Nurses honored for performance

May 04, 2004|by WANDA T. WILLIAMS

To kick off National Nurses Week, Washington County Hospital's nurses, physicians and administrators gathered Monday to honor nurses who go above and beyond the call of duty.

This year's Professional Nurse of the Year award recipients are registered nurses Lisa Rihard and Lorna Thomas.

Rihard and Thomas held back tears after their names were called at a ceremony Monday. Both shared a few words about the nursing profession.

Rihard, who's been with the hospital for 10 years, was recognized for her outstanding performance as a clinical nurse. She said the demands are getting tougher and today's nurses have to really know their stuff to determine patients' needs.


"One operation can affect all of a patient's other medical conditions. So a nurse really has to be on her toes and make good assessments of her patients," Rihard said.

Thomas, who has been with the hospital since 1970, was recognized for her outstanding performance as a nurse administrator.

She said her desire to be a nurse was rooted in her memories of being a patient during her childhood and in her grandmother's wishes.

After years in the field, she said her greatest satisfaction at the end of the day comes from knowing patients have received quality care.

"To see patients get well and be able to go home is rewarding.

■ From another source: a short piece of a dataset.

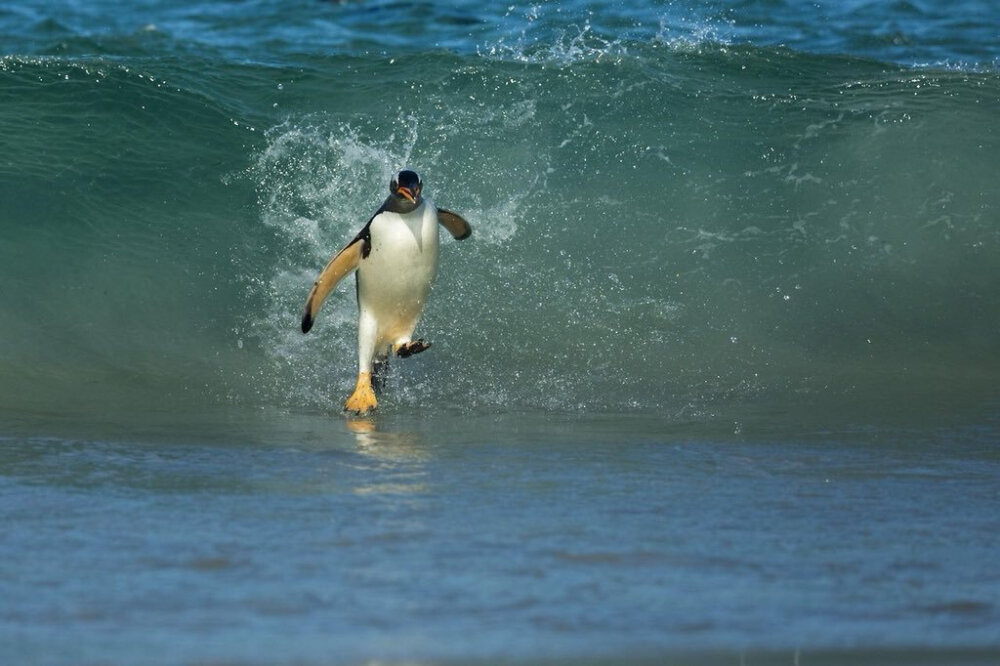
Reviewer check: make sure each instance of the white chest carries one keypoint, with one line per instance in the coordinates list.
(403, 258)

And for those who won't go home, to keep them comfortable, to have a death with dignity," Thomas said.

Both nurses were nominated by their peers and were judged on expertise, professionalism and education.

Washington County Hospital has given a Professional Nurse of the Year award for 20 years, said Mary Towe, the hospital's executive for nursing services.

Rihard's and Thomas' names will join those of past recipients on a wall plaque displayed in the hospital's main lobby.

Professional Nurse of the Year awards are presented by hospitals across the country in recognition of National Nurses Week, May 6 to 12, Towe said.

"It's to keep in the public light the importance of the work nurses do in promoting the health of our nation," Towe said.

Washington County Hospital currently has 550 nurses on staff and the hospital has maintained a 3 percent vacancy rate for the last 18 months. That's lower than the state's 12 percent average, Towe said.

Flexible scheduling, no mandatory overtime and competitive pay develop a work climate that helps nurses at Washington County Hospital perform at their best, Towe said.